Uma implicação dessa
conjectura, se ela se mostrar verdadeira, é que um pedaço da poupança acumulada
durante a pandemia não vai voltar para a economia. Esse motor de sustentação da
retomada seria um pouco mais fraco do que se imaginava inicialmente.
O argumento,
certamente, não é unânime. A teoria da equivalência ricardiana é uma contraponto
à tese keynesiana de que, nos momentos em que o setor privado fica com medo e
se retrai, o governo deve se endividar para sustentar a demanda agregada. As
críticas à teoria Ricardo-Barro são conhecidas: ela pressupõe indivíduos
extremamente racionais que poupam em resposta a uma situação meio etérea das
contas fiscais. A evidência empírica sobre o tema é um tanto ambígua, o que
ajuda a alimentar o esporte favorito dos economistas de discordarem entre si.
Juros suficientes?
Em 2%
ao ano, os juros básicos são baixos o suficiente para estimular a economia? O
ex-chefe do Departamento de Pesquisa Econômica (Depep) do BC, Marcelo Kfoury
Muinhos, foi conferir num estudo que acaba de publicar com seu colega no Centro
de Estudos Macroeconômicos da FGV-EESP, Marcelo Fonseca, e com Evandro Schulz,
da B3. Alerta de spoiler: sim, estão baixos o suficiente.
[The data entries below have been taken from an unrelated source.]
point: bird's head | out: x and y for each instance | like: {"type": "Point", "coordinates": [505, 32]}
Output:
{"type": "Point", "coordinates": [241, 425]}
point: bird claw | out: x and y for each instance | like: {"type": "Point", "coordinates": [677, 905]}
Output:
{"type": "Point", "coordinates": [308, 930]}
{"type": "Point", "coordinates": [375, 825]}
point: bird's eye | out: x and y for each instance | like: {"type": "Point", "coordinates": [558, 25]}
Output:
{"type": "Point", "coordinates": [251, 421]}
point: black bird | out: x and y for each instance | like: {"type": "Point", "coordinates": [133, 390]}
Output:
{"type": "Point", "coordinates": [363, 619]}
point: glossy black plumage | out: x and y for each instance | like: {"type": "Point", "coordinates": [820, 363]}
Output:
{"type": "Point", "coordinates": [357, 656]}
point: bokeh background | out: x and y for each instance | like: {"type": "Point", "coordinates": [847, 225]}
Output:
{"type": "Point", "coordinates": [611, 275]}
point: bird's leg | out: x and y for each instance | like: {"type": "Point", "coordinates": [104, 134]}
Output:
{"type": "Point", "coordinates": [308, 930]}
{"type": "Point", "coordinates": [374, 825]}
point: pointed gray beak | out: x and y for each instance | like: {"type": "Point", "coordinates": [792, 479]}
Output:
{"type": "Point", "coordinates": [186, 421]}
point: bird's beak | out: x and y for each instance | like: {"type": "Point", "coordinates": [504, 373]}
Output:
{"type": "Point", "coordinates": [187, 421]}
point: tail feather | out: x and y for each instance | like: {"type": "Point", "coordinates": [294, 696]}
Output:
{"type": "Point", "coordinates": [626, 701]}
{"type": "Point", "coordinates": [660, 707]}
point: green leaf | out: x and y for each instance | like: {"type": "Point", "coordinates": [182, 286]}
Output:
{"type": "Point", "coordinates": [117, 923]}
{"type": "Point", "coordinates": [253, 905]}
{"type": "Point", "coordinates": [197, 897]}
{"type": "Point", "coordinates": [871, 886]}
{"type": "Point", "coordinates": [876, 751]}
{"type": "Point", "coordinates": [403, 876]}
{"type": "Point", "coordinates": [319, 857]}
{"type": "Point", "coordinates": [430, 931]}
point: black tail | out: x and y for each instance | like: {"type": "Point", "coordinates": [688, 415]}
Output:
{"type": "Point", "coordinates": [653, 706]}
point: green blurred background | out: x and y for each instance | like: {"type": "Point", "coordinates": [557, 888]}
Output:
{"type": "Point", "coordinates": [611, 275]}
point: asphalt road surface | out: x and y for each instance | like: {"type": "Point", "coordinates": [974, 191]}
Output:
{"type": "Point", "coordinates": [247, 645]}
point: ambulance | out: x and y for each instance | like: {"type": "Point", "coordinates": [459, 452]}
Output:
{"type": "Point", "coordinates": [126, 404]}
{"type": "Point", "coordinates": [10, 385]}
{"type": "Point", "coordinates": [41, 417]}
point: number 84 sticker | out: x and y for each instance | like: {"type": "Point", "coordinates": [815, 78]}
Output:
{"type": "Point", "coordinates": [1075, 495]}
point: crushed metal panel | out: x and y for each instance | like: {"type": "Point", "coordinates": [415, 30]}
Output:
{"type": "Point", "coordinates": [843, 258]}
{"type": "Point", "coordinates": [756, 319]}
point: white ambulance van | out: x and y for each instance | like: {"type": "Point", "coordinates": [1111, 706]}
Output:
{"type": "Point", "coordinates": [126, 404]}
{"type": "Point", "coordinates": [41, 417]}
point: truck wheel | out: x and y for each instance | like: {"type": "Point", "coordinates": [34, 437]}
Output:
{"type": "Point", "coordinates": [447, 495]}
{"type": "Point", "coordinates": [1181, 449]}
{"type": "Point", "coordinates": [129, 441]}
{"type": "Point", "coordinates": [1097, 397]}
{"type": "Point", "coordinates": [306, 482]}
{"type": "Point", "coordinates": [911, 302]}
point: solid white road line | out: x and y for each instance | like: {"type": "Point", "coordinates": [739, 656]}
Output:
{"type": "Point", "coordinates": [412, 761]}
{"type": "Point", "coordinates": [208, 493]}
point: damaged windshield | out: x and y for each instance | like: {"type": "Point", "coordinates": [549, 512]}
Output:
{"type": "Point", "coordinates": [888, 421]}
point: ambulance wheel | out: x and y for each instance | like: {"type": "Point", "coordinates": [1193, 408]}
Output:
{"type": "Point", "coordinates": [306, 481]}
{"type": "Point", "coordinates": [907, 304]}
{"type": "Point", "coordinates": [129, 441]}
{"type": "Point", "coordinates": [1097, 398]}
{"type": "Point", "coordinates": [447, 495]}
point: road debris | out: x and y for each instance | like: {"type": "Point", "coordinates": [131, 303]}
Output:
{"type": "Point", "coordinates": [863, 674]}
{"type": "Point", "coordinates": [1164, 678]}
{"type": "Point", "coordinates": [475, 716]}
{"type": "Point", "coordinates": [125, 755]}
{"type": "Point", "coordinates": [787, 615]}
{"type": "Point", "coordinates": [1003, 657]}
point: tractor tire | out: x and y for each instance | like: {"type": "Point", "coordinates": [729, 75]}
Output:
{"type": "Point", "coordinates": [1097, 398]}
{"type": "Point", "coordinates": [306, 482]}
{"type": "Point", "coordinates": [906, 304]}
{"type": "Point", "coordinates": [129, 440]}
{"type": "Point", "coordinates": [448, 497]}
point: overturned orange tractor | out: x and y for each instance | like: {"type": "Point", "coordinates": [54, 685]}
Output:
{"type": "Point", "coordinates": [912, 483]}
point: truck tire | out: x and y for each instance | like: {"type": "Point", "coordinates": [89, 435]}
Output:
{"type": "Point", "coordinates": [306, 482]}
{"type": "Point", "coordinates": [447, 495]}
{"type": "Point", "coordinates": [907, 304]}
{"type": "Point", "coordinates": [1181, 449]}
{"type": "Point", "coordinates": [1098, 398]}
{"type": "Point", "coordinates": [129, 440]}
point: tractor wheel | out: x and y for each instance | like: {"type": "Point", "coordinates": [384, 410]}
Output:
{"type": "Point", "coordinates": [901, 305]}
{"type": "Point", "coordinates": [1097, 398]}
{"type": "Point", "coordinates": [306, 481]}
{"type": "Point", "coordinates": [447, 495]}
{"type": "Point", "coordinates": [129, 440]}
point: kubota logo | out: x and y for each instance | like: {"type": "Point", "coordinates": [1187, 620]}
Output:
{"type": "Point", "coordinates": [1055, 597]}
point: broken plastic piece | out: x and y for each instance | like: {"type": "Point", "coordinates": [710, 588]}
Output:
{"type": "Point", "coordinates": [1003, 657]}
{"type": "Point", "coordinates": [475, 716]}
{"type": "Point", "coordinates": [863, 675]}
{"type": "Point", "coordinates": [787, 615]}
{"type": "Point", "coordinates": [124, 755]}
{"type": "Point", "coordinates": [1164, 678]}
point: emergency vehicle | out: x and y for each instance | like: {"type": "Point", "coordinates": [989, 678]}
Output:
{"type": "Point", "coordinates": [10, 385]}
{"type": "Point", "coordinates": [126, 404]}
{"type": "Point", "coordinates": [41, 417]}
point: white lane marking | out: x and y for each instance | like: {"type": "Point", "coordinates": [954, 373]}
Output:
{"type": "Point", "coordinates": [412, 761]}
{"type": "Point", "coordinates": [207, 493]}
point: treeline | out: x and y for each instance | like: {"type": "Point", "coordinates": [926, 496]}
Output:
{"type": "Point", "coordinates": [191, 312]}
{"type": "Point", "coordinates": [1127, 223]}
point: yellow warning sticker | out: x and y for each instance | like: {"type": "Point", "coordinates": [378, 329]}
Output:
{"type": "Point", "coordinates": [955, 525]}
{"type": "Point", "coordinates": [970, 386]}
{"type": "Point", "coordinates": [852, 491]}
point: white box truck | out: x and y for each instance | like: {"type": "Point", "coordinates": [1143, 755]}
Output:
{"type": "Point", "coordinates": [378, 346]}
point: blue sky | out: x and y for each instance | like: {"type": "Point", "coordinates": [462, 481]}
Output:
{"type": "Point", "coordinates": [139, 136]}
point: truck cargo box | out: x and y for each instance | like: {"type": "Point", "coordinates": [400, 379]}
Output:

Eles estimam entre 2% e 3% reais ao ano a taxa neutra de longo prazo, usando três metodologias diferentes batizadas com sobrenomes de seus criadores, como a de Laubach-Williams. E calculam quanto os juros deveriam estar seguindo a regra de Taylor: 0,8% reais negativos. Hoje, os juros reais de mercado estão mais ou menos nesse patamar. E, além de juro baixo, há o reforço do “forward guidance” do BC de não o subir em algumas situações em que a regra de Taylor exigiria aperto.